Pada 2008, Barack Obama akan menyebut lagu Nina Simon "Sinnerman" salah satu dari sepuluh lagu favoritnya, dan David Lynch akan mengakhiri Kekaisaran Dalam dengan itu. Kemudian Lil Wayne dan Kanye West akan, dalam bentuk gaya bebas, merujuk pada Nina Simon dalam lagu-lagu hits mereka, Beyonce dan Adele akan menyebutkan dia di antara contoh-contoh yang akan diikuti, dan Lana Del Rey akan menato namanya. Film biografi mendatang tentang Nina Simon, yang dimainkan oleh Zoya Saldana, yang tidak terlihat seperti dirinya, akan menyebabkan skandal dan gugatan terhadap sutradara - dan suara The New Yorker paling baik didengar dalam seratus suara ini. Dari ceritanya tentang kehidupan penyanyi, menjadi jelas mengapa Nina Simon tidak bisa memerankan aktris ramping dan cantik dari dunia yang sama sekali berbeda.

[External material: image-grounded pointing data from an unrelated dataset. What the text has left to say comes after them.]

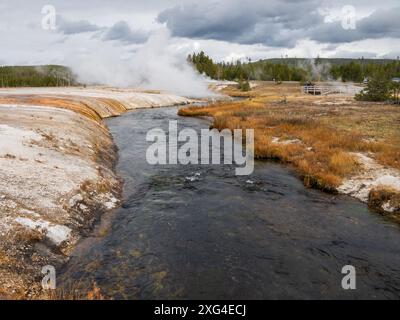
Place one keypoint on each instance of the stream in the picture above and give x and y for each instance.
(200, 232)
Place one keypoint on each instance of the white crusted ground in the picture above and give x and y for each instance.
(46, 154)
(372, 175)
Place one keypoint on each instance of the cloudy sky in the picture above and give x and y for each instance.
(226, 29)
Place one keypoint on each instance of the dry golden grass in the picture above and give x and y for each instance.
(328, 130)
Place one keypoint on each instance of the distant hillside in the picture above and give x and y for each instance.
(332, 61)
(36, 76)
(295, 69)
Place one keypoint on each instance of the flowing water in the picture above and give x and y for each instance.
(200, 232)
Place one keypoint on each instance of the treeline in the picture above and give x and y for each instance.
(295, 69)
(361, 70)
(36, 76)
(237, 71)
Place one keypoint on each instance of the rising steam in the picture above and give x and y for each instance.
(152, 66)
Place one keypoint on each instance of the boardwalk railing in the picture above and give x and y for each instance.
(325, 90)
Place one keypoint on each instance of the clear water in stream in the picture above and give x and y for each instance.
(200, 232)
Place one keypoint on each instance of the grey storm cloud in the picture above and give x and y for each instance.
(382, 23)
(121, 31)
(274, 23)
(68, 27)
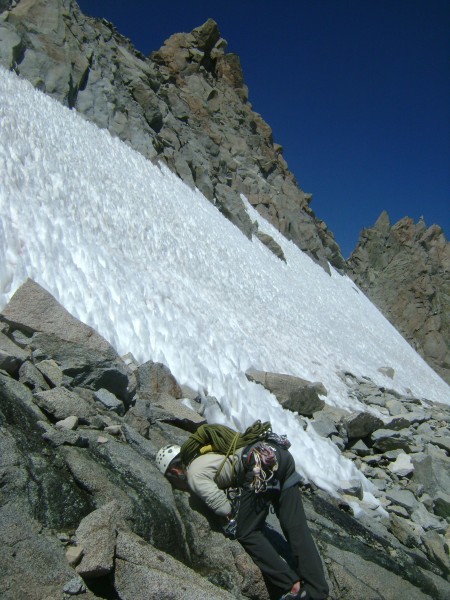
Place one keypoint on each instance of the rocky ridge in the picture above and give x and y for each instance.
(404, 269)
(85, 511)
(186, 104)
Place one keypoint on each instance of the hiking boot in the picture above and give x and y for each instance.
(301, 595)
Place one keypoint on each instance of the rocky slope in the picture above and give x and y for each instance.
(84, 510)
(404, 269)
(186, 104)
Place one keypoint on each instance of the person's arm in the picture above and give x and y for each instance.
(200, 474)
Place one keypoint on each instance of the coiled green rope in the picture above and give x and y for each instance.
(223, 439)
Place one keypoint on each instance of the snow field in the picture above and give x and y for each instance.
(153, 266)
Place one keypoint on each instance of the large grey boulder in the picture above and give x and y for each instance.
(186, 105)
(402, 270)
(11, 355)
(80, 352)
(360, 425)
(144, 573)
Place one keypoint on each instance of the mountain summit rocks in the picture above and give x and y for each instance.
(404, 269)
(86, 512)
(186, 105)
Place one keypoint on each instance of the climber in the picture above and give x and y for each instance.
(239, 488)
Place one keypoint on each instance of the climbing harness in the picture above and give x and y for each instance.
(265, 466)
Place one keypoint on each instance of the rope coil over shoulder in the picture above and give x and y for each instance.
(222, 439)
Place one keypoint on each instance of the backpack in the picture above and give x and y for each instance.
(222, 439)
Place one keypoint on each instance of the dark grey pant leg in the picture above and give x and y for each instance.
(289, 509)
(251, 518)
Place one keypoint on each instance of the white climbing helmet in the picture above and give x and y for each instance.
(166, 455)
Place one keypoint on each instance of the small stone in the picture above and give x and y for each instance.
(114, 429)
(69, 423)
(398, 510)
(388, 371)
(110, 401)
(75, 586)
(403, 498)
(74, 554)
(351, 488)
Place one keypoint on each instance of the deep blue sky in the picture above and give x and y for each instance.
(356, 91)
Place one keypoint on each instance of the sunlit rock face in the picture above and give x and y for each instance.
(403, 268)
(186, 104)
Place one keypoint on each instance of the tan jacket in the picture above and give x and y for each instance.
(201, 473)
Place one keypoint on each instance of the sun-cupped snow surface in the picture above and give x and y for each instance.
(154, 267)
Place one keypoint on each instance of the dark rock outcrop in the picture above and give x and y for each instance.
(404, 269)
(85, 511)
(186, 105)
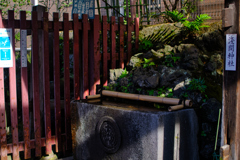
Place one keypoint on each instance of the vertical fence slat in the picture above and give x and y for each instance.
(94, 55)
(136, 33)
(113, 43)
(13, 91)
(56, 62)
(97, 61)
(121, 42)
(67, 81)
(36, 106)
(129, 39)
(104, 57)
(46, 84)
(25, 103)
(133, 9)
(3, 132)
(76, 57)
(85, 55)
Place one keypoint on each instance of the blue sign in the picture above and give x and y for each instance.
(5, 54)
(84, 7)
(5, 42)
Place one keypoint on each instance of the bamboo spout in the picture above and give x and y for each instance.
(169, 101)
(174, 108)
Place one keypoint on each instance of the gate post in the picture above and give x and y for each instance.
(230, 130)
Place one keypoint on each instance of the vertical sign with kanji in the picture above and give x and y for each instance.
(231, 52)
(6, 59)
(84, 7)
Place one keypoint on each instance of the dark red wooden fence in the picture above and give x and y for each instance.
(92, 57)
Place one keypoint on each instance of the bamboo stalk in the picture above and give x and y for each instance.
(93, 96)
(170, 101)
(174, 108)
(94, 101)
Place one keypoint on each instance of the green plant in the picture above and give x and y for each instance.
(169, 92)
(197, 85)
(189, 7)
(184, 95)
(16, 5)
(170, 60)
(151, 92)
(147, 63)
(145, 45)
(173, 16)
(161, 92)
(195, 25)
(124, 73)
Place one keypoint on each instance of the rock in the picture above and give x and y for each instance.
(169, 77)
(136, 60)
(168, 49)
(180, 87)
(215, 62)
(120, 132)
(153, 81)
(213, 41)
(148, 54)
(145, 32)
(190, 55)
(115, 74)
(123, 81)
(145, 78)
(157, 54)
(210, 110)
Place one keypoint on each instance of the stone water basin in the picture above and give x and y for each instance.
(112, 131)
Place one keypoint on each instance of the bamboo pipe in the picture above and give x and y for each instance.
(93, 96)
(174, 108)
(170, 101)
(94, 101)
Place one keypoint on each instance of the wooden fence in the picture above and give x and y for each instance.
(149, 11)
(96, 48)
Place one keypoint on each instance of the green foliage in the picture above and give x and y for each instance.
(163, 36)
(170, 60)
(145, 45)
(148, 63)
(150, 92)
(60, 6)
(125, 89)
(162, 92)
(189, 7)
(197, 85)
(184, 95)
(195, 25)
(174, 16)
(16, 5)
(124, 73)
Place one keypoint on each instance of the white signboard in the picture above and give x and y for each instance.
(23, 44)
(231, 52)
(6, 59)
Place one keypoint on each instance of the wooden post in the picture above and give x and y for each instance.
(231, 85)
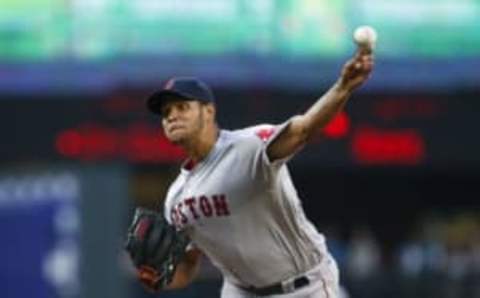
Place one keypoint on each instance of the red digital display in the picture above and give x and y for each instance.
(338, 127)
(138, 142)
(388, 146)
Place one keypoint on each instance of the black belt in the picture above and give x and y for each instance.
(279, 288)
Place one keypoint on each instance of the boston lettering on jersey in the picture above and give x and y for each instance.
(194, 208)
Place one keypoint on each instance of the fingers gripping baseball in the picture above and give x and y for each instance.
(357, 70)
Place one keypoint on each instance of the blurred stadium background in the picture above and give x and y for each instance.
(392, 181)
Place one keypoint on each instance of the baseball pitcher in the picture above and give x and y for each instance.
(234, 201)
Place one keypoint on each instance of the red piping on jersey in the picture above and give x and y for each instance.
(325, 287)
(189, 164)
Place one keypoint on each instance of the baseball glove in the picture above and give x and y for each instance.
(155, 247)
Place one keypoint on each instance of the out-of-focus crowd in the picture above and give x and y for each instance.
(440, 258)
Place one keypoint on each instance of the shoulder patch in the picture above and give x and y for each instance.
(264, 133)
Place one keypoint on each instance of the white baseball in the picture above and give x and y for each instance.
(365, 36)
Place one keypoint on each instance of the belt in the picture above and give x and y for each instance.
(280, 287)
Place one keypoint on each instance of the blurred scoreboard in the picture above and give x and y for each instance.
(101, 30)
(393, 129)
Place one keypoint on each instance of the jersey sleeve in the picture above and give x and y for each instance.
(258, 140)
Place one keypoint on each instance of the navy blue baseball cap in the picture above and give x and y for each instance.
(180, 88)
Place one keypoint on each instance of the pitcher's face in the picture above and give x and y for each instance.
(183, 120)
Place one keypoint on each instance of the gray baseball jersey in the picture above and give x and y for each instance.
(243, 211)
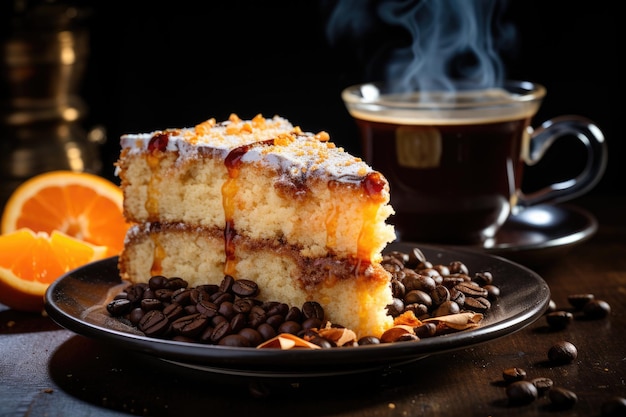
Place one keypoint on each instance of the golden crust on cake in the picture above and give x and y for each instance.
(352, 294)
(262, 200)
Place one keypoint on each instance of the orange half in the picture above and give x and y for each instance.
(82, 205)
(30, 262)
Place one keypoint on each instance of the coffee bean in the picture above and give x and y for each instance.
(483, 278)
(234, 340)
(313, 309)
(134, 293)
(397, 288)
(238, 322)
(229, 308)
(493, 292)
(562, 398)
(457, 296)
(419, 310)
(478, 304)
(190, 326)
(175, 283)
(513, 374)
(563, 352)
(458, 267)
(521, 392)
(542, 384)
(311, 323)
(266, 331)
(471, 289)
(415, 281)
(446, 308)
(394, 334)
(135, 315)
(173, 311)
(419, 297)
(208, 308)
(227, 283)
(221, 330)
(597, 309)
(415, 258)
(292, 327)
(440, 295)
(181, 296)
(321, 342)
(156, 282)
(254, 337)
(425, 330)
(148, 304)
(119, 307)
(294, 314)
(275, 321)
(578, 301)
(153, 323)
(245, 288)
(614, 407)
(560, 319)
(243, 305)
(396, 307)
(368, 340)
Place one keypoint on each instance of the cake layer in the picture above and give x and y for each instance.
(262, 179)
(354, 294)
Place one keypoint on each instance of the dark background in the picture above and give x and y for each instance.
(154, 66)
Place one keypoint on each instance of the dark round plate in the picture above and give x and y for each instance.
(76, 301)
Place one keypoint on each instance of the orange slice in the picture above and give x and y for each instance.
(85, 206)
(30, 262)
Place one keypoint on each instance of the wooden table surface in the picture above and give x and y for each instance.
(46, 370)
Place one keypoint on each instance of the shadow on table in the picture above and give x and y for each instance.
(139, 384)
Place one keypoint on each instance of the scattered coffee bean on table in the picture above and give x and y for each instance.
(513, 374)
(562, 353)
(542, 384)
(562, 398)
(521, 392)
(560, 319)
(230, 314)
(614, 407)
(596, 309)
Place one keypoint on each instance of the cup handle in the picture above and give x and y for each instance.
(544, 136)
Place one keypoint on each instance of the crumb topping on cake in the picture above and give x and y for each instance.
(274, 142)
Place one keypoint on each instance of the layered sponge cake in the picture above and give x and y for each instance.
(262, 200)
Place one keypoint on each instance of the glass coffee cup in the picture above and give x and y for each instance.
(455, 160)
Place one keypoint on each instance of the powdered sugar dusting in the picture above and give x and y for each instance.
(272, 142)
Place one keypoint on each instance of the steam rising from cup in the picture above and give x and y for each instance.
(428, 45)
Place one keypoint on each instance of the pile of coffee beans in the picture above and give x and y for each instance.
(521, 391)
(436, 290)
(230, 314)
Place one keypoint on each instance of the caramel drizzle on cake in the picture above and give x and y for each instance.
(263, 200)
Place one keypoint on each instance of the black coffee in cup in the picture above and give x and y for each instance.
(455, 161)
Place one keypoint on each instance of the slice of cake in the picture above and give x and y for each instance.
(262, 200)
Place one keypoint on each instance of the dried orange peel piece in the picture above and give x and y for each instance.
(286, 341)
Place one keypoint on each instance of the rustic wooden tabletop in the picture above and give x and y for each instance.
(47, 370)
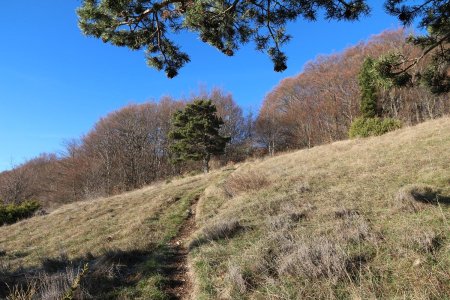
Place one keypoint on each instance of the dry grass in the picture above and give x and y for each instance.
(328, 224)
(245, 181)
(216, 231)
(321, 223)
(122, 237)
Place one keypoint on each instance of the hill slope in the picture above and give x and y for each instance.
(364, 218)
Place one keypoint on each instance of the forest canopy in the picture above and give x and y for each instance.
(226, 25)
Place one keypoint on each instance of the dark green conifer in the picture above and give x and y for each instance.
(195, 133)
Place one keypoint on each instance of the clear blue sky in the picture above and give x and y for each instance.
(55, 83)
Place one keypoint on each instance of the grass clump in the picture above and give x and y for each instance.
(216, 231)
(317, 258)
(365, 127)
(12, 213)
(246, 181)
(415, 197)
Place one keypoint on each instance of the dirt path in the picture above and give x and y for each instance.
(180, 283)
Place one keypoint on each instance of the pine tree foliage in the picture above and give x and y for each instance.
(434, 17)
(224, 24)
(195, 133)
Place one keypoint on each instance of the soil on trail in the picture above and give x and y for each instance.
(180, 284)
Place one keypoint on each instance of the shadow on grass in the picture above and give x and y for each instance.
(114, 274)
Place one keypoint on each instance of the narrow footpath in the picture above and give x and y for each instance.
(180, 282)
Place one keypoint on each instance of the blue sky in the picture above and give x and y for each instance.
(55, 83)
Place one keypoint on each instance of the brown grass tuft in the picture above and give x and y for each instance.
(316, 258)
(415, 197)
(245, 181)
(236, 281)
(216, 231)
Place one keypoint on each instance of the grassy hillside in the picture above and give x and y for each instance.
(365, 218)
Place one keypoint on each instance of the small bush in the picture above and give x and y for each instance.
(245, 182)
(12, 213)
(415, 197)
(365, 127)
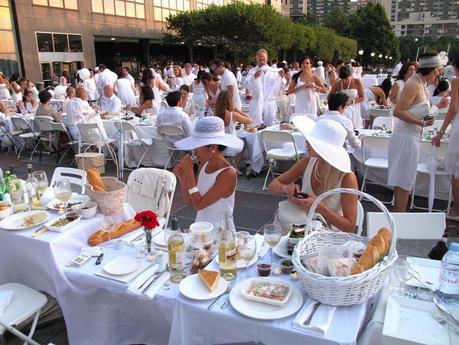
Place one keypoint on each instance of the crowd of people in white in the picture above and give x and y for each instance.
(265, 91)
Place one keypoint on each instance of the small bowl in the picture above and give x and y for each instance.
(87, 209)
(286, 266)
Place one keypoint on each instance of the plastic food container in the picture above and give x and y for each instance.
(260, 290)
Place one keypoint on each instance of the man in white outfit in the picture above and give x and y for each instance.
(109, 102)
(264, 84)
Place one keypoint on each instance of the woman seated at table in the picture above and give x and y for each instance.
(44, 109)
(28, 104)
(212, 192)
(187, 102)
(327, 166)
(146, 101)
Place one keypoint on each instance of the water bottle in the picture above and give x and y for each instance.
(449, 276)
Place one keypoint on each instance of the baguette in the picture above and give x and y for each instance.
(95, 180)
(121, 229)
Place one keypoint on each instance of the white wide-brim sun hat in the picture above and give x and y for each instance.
(327, 138)
(209, 130)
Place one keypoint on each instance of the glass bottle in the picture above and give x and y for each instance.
(227, 253)
(177, 254)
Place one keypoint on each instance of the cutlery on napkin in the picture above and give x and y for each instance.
(314, 317)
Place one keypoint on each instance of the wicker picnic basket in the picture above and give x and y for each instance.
(110, 202)
(342, 291)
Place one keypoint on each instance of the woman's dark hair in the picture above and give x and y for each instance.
(426, 70)
(386, 85)
(336, 100)
(147, 93)
(344, 72)
(44, 96)
(296, 76)
(404, 70)
(443, 85)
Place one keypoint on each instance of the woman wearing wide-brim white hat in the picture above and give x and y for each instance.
(212, 192)
(327, 166)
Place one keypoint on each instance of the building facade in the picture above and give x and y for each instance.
(41, 38)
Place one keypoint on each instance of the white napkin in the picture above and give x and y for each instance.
(5, 299)
(154, 289)
(262, 249)
(321, 320)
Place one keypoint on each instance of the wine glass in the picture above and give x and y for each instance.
(247, 247)
(40, 188)
(272, 234)
(63, 193)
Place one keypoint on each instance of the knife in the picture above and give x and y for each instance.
(99, 259)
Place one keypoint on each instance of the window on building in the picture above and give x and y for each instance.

Jelas bahwa lebih banyak penonton akan datang ke Zoi Saldana daripada ke Jennifer Hudson. Jelas bahwa seorang gadis yang tersenyum dalam gaun trapeze yang menyanyikan "Sayangku hanya memikirkan aku" lebih mudah dan lebih menyenangkan untuk diterima daripada seorang istri yang berlinangan air mata menangis histeris atau seorang aktivis radikal dengan gaya rambut Black Panther. Tapi percakapan jujur tentang Nina Simon diperlukan untuk mengikuti sejarah inspirasional sang bintang untuk melihat tragedi itu, yang seringkali berjalan selangkah demi selangkah dengan orang yang berbakat tak terlihat oleh orang lain. Setiap kali ketika Nina Simon menahan napas, menarik vokal dan berteriak kepada publik, Anda ingat bahwa keberanian dalam suara ini membuat pemiliknya mati. Dan kematian ini memiliki saksi, alasan, dan kronik surat, album, lirik, dan rekaman langsung yang tanpa ampun.